Randolph, Benjamin Franklin
With the introduction of universal manhood suffrage in 1867, Randolph joined in Reconstruction politics as an active Republican. He rose rapidly through the leadership ranks. He represented Orangeburg County in the 1868 constitutional convention.
Legislator, clergyman. Randolph was born free in Kentucky to parents who may have been of mixed race. He grew up in Morrow County, Ohio, where he received a primary education. He attended preparatory school at Oberlin College and graduated from its collegiate program in 1862. Shortly thereafter he was ordained as a Methodist Episcopal minister, but he served as a Presbyterian chaplain with the Twenty-sixth U.S. Colored Troops at Hilton Head. After the war he returned to the Methodist fold.
Randolph settled in Charleston in 1865 and worked for the American Missionary Association and then the Freedmen’s Bureau as assistant superintendent of schools. He participated in the Colored People’s Convention at Charleston’s Zion Presbyterian Church. In 1866 he coedited, with the Rev. E. J. Adams, the Charleston Journal. By 1867 he was the associate editor of the Charleston Advo- cate, a Methodist publication.
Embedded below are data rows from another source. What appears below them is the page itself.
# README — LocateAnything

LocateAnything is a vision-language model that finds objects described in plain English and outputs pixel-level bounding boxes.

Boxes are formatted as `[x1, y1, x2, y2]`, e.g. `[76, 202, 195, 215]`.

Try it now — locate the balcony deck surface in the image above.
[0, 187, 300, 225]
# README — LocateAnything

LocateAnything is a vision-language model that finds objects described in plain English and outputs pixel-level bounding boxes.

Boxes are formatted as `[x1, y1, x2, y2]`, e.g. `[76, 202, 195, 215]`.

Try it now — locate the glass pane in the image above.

With the introduction of universal manhood suffrage in 1867, Randolph joined in Reconstruction politics as an active Republican. He rose rapidly through the leadership ranks. He represented Orangeburg County in the 1868 constitutional convention. He dismayed many black and white Republicans when he strongly supported measures disfranchising illiterate voters and those who failed to pay poll taxes. He also endorsed a constitutional ban on racial discrimination. He spoke in favor of the integration of public schools: “The time has come when we shall have to meet things squarely, and we must meet them now or never. The day is coming when we must decide whether the two races shall live together or not.” However, none of the constitutional proposals that Randolph endorsed passed.
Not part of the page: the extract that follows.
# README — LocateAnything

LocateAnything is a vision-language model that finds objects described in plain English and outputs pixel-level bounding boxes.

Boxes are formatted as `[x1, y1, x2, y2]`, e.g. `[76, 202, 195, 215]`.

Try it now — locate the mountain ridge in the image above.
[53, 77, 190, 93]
In 1868 Randolph was elected to represent Orangeburg County in the state Senate. He also served as a county school commissioner. The state Republican convention elected him chair of the state central committee. One white Republican leader, John Morris, declared that Randolph was “quite a speaker and a good man” but was “totally unfit for that position.” On October 16, 1868, while campaigning on behalf of the Republican Party, Randolph was assassinated after he stepped off a train at Hodges station in Abbeville County. There were allegations that the Ku Klux Klan was responsible for his murder, but no one was convicted of the crime. Randolph was one of four Republican leaders–Solomon G. W. Dill, James Martin, and Lee Nance were the others–slain during 1868. He was buried in Columbia in the cemetery that now bears his name.
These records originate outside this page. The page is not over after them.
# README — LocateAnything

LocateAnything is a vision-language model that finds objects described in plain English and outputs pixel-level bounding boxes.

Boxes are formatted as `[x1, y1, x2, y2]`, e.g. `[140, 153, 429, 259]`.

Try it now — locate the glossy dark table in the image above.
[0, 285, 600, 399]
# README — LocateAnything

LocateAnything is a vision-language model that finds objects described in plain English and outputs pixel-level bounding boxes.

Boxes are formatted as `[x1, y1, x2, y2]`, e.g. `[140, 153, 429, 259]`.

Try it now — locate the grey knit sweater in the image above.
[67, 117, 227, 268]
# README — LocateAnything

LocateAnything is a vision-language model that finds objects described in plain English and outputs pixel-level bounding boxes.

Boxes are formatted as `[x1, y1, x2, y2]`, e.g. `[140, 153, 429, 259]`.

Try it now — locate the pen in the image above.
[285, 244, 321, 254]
Holt, Thomas. Black over White: Negro Political Leadership in South Carolina during Reconstruction. Urbana: University of Illinois Press, 1977.
Powers, Bernard E. Black Charlestonians: A Social History, 1822–1885. Fayetteville: University of Arkansas Press, 1994.
Williamson, Joel. After Slavery: The Negro in South Carolina during Reconstruction, 1861–1877. Chapel Hill: University of North Carolina Press, 1965.